The most common problem that teams run into when creating a scripted build system is leaving out key components. Your build script should set all necessary environment variables, and you should include all data files and correct versions of all dependent libraries in your SCM system. It may seem like overkill to include dependent libraries, but it will make your builds more robust by guaranteeing that you are linking against tested versions of libraries instead of relying on older or newer libraries that may be installed on a target system.
You must also be vigilant in maintaining your scripted build system. It is easy to allow manual procedures to creep back into your build process, so test regularly by building on a clean system or virtual machine before it becomes a problem.

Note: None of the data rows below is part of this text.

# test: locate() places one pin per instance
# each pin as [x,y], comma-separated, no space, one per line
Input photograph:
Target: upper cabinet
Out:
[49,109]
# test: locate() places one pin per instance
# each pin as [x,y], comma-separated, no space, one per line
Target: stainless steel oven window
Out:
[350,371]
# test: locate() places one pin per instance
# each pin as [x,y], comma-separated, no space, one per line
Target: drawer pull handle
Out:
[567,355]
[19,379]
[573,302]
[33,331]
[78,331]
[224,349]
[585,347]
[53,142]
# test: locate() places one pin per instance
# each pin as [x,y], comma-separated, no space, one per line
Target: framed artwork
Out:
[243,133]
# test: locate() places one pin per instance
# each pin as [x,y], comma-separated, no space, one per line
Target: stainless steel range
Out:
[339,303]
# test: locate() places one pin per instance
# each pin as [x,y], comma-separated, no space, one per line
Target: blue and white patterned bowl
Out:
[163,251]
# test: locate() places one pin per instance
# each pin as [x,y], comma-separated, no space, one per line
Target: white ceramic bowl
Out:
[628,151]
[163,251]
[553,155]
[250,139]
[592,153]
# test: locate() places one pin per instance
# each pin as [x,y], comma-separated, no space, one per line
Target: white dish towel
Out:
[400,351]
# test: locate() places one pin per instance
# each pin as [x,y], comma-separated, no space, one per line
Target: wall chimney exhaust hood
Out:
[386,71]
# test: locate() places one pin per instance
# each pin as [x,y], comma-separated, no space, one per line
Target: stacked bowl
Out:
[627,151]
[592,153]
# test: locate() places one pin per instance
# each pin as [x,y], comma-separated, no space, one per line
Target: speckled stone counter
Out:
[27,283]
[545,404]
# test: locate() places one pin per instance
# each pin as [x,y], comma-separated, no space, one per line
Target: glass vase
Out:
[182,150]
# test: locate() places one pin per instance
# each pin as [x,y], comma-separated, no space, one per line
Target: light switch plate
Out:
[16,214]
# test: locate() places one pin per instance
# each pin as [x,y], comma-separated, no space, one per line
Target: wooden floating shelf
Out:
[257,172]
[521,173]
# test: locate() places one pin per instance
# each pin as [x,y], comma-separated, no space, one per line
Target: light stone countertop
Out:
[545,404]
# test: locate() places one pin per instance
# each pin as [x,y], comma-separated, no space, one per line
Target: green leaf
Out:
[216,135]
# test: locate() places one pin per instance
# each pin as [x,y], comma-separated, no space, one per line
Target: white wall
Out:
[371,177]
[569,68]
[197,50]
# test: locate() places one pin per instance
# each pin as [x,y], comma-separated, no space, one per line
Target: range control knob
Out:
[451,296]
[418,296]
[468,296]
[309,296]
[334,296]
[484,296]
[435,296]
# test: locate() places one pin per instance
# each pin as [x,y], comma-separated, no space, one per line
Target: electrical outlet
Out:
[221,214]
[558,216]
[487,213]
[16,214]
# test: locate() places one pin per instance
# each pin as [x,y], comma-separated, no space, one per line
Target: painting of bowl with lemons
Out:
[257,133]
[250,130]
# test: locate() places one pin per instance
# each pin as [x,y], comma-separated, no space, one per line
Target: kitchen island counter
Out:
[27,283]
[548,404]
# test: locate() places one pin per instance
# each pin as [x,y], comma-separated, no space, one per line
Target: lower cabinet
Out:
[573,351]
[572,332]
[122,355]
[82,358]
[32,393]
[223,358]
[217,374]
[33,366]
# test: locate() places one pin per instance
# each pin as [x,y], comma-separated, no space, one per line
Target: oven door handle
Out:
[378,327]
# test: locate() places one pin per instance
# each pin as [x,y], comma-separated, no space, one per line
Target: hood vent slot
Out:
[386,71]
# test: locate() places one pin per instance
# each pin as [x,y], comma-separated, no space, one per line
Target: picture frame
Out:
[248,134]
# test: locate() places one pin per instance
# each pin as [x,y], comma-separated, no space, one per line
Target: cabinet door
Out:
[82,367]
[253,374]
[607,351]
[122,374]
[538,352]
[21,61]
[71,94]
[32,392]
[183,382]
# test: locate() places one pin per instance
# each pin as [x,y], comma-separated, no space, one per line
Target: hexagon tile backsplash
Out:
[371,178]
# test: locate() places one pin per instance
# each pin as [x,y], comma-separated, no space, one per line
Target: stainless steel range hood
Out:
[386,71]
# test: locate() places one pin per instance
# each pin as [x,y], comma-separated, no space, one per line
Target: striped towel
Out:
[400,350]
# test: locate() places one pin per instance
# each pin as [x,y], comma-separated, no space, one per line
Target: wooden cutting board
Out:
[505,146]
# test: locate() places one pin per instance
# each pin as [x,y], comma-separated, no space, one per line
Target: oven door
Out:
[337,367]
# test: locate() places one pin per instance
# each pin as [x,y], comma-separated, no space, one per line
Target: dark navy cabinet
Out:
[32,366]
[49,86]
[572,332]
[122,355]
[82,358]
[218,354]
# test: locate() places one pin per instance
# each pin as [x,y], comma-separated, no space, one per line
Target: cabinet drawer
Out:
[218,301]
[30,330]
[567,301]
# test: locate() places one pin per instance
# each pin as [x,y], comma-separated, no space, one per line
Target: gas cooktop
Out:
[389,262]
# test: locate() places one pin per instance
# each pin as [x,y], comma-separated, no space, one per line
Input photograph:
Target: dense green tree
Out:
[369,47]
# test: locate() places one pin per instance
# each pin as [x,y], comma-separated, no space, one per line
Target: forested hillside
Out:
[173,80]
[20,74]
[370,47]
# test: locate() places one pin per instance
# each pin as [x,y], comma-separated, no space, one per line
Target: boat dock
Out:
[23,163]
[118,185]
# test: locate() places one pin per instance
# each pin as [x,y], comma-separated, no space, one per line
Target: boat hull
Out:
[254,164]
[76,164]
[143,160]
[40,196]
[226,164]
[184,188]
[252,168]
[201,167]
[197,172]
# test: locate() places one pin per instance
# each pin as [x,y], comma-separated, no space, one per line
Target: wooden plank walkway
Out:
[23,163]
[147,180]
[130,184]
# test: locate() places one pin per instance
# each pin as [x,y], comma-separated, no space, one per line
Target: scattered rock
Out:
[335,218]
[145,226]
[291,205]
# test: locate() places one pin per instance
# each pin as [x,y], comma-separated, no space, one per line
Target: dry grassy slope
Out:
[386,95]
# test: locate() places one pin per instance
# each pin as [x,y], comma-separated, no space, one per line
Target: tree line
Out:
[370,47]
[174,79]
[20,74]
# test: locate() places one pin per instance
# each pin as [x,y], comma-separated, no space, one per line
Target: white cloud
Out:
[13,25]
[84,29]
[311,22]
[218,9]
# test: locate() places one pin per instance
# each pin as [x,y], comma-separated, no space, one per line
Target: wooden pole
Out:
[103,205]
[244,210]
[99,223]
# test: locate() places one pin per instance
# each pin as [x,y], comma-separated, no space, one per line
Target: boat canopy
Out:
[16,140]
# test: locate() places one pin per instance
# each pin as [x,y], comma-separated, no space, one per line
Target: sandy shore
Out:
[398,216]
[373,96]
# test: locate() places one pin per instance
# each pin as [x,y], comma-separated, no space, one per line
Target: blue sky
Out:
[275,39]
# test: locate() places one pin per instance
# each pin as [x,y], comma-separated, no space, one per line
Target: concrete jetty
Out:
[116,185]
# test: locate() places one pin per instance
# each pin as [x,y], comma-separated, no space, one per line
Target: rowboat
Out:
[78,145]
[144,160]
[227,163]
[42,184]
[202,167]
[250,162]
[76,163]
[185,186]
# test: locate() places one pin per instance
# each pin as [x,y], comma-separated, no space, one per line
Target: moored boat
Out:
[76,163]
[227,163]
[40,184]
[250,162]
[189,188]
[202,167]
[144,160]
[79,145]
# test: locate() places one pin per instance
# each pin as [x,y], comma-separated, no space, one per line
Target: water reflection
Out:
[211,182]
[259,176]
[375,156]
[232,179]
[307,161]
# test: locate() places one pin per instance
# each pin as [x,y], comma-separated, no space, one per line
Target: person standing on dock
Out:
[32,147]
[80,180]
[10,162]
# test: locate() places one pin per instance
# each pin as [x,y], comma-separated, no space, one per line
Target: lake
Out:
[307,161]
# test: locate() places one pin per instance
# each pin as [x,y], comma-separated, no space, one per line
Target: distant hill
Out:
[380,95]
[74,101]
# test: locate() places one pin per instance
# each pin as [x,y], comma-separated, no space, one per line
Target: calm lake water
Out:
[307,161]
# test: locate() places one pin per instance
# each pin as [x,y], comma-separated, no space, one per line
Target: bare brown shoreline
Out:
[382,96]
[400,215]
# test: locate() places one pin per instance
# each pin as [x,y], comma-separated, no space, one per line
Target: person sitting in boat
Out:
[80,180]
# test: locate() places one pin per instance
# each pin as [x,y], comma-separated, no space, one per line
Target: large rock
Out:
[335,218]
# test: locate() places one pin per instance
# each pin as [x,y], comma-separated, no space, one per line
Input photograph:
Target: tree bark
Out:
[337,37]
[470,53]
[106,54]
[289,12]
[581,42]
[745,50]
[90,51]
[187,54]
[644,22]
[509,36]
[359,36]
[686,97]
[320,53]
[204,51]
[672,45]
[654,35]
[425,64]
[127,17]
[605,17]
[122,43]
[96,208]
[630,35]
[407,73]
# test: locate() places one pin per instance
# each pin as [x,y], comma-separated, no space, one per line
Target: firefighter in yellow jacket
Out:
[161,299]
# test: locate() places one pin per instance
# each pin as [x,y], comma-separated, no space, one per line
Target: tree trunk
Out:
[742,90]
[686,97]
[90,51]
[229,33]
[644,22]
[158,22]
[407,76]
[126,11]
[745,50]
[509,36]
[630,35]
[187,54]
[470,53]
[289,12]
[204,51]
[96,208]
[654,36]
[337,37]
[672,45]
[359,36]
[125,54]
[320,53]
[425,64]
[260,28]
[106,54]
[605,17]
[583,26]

Discipline in an Integrated Environment
Using a shared codebase under SCM and a scripted build system creates an integrated environment and promotes an increased level of team interaction. If your team is disciplined about sharing and coordinating, you can maximize the benefit of your new tools.
Share
Commit as often as possible, preferably after each chunk of progress is complete. If everyone builds against your latest code, your team will discover integration problems such as bugs and design flaws very quickly, before they become more time-consuming and expensive to fix. Committing often can also improve your team morale. When each member of the team regularly updates, it makes progress more tangible and increases the sense of a shared goal, which will boost the whole team’s productivity.
Coordinate
Avoid stepping on each other’s toes by coordinating development and design tasks. Don’t feel like you have to put this coordination off until your team meetings. You should pull together the necessary team members and address design issues as soon as they present themselves. This will both eliminate unnecessary rework and help you design code that is easy to integrate.
Summary
Once you have checked all necessary resources into a source code management system, created a fully scripted build system, and worked on your team’s discipline, you are well prepared to begin your Lean journey. In the next five chapters, you will build on top of these basic practices while increasing both quality and productivity.